The significantly increased risk of thyroid dysfunction in children with Down syndrome suggests the need for surveillance of thyroid function. The high prevalence of weight problems in children with Down syndrome should be viewed in the context of the high burden of thyroid dysfunction, as one influential factor. Young children, 4–6 years of age, with poorly controlled or newly diagnosed hypothyroidism gain weight. While the evidence of benefit in children with well-controlled hypothyroidism is lacking, weight and thyroid function measurements should be obtained concurrently during the following visit. Some clinics could add or eliminate weight-based hypothetical diagnoses if the feasibility for weight measurement is problematic.

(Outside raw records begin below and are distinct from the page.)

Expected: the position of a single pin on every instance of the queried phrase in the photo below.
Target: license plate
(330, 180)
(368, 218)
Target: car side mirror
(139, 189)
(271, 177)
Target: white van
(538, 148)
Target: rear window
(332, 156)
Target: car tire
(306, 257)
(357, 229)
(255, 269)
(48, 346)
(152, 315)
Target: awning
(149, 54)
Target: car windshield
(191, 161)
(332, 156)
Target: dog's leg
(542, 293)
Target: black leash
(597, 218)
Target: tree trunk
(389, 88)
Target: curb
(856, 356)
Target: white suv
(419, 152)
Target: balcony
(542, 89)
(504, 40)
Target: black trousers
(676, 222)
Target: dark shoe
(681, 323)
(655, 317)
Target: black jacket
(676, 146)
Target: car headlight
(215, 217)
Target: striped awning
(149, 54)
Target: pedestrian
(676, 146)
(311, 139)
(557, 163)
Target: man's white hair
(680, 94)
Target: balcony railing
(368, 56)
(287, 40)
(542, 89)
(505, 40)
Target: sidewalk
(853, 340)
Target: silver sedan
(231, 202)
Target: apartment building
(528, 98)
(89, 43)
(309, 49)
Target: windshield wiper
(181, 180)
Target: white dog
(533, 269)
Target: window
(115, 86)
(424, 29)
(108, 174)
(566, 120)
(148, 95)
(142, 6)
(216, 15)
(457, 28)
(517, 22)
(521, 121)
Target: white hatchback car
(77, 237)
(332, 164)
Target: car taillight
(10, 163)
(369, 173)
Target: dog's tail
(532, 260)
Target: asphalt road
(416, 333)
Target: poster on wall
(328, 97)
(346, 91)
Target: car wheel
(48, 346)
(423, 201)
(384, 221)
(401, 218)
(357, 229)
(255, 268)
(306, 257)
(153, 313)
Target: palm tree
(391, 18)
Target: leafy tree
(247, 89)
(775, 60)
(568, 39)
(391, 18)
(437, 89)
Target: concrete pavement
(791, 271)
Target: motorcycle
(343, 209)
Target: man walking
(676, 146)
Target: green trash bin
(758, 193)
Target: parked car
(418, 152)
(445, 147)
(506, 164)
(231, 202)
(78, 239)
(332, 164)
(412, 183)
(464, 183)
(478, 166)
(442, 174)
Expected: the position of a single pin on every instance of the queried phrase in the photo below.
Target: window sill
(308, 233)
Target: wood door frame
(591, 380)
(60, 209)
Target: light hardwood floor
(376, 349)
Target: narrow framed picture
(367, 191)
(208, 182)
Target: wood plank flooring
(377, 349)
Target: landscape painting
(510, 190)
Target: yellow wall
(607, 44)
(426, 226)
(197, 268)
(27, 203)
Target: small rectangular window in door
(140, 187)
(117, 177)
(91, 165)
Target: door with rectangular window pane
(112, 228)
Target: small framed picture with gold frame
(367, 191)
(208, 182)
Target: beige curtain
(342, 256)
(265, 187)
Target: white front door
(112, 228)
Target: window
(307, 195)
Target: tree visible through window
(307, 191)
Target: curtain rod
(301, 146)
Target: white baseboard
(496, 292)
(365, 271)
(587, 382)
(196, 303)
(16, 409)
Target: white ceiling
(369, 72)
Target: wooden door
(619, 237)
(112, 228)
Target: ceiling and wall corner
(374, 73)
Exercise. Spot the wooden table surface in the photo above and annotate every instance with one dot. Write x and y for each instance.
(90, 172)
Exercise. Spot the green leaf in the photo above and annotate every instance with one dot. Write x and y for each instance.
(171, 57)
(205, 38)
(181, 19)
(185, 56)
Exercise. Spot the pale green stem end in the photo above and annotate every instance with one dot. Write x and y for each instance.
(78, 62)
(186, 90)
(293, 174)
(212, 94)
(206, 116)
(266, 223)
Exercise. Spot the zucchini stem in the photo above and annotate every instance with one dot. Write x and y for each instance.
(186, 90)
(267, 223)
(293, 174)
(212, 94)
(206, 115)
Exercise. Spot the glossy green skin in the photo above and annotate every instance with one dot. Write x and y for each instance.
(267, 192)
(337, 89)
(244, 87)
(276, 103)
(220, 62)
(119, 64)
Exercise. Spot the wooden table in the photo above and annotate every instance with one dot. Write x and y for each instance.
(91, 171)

The study is limited by the quality of the data and the inherent bias in clinical evaluations. Other environmental factors such as medications, diet, and physical activity levels could differ, but few centers have comprehensive epidemiologic survey instruments for these variables. Regardless of the variety of clinics, the pediatricians and endocrinologists have established quality metrics using adherence to evidence-based guidelines, and children who meet weight-based goals are likely seen less frequently. Children with Down syndrome are disproportionately affected by weight and thyroid problems, and systematic screening for both may confer beneficial health effects on the greater population. High utilization rates of weight-for-height and thyroid measurements were observed in following up children with Down syndrome and these health metrics should be targeted for other children with overweight and obesity in the vast majority of clinics.